Passos Coelho
poderia ter razão – se se estivesse a referir ao regabofe em que vive a antiga
capital do império, Lisboa. Se os 20 anos incluíssem o Centro Cultural (ou
Comercial) de Belém, os negócios obscuros da Expo98, os cerca de 1000 km de
auto-estradas SCUT disponíveis na região do Vale do Tejo, as centenas de milhar
de funcionários públicos concentrados na capital, as suas estações de metro e
hospitais novos e subutilizados enquanto que no resto do país eles encerram,
bom, aí a sua análise seria desgraçadamente certeira. Mas conhecendo nós como
conhecemos os nossos actores políticos, a frase não passa de uma variação da
conhecida narrativa “andámos a viver acima das nossas possibilidades” que nos
tem vindo a ser impingida há alguns anos pelos arautos da austeridade – estando
ela já completamente desacreditada.
Nunca é demais
repeti-lo: a crise em que vivemos não foi provocada por desmesurada despesa
pública. Mais uma vez: não foi provocada por demasiada despesa pública.
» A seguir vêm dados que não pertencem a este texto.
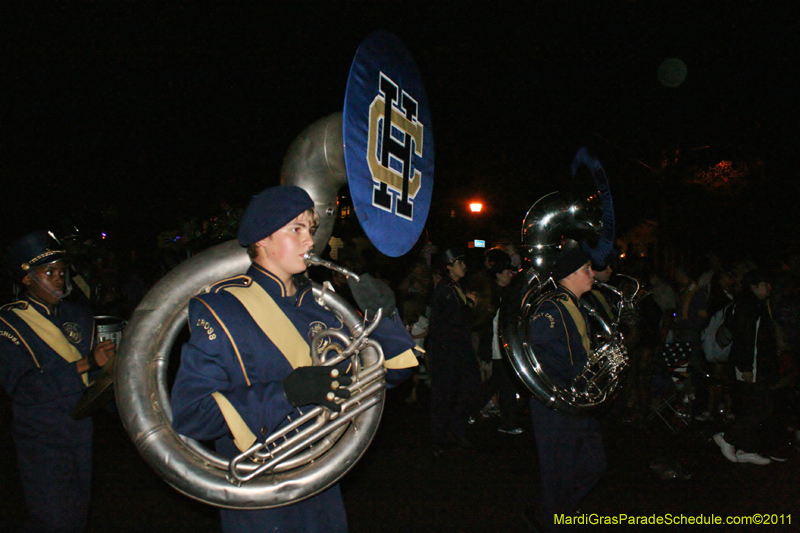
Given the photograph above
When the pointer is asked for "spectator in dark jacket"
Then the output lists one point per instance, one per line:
(752, 438)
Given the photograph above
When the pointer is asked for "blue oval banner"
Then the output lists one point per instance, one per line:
(388, 144)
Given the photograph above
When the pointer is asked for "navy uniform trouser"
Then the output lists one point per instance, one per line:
(572, 460)
(56, 476)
Sobretudo sabendo que o Estado gasta mais em juros da sua dívida (que, sendo hoje
em dia bem maior do que há cinco anos, se vai tornando efectivamente
impagável...) do que aquilo que investe em educação ou investigação
tecnológica, por exemplo. Em 2007, todos os países da zona euro (à excepção da
Grécia) tinham
indicadores económicos sólidos, relativamente baixos défices,
dívidas controladas. Espanha e Irlanda tinham mesmo superavits orçamentais e
estavam assim em melhor posição fiscal que a Alemanha ou a França, por exemplo,
e Portugal também não estava longe.
Aquilo que
despoletou o marasmo em que, exportadores alemães à parte, vivemos hoje na
Europa foram os resgates com dinheiros públicos feitos para salvar bancos
privados e, em menor medida, a perda de receita de impostos provocada pela
drástica diminuição da actividade económica directamente decorrente da
imposição de uma austeridade draconiana – esta é renegada hoje por grande parte
dos seus próprios criadores, mas continua em vigor e sem fim à vista para o
túnel. Se o diagnóstico está errado, não admira que a cura receitada também o
esteja.
A frase batida do
primeiro-ministro atira-nos mais areia para os olhos, e é pena. Após tanto
tempo de troikas, o que os europeus precisam é das boas notícias que nunca
chegam; não de mais radicalismo ideológico travestido em fantasmas do passado.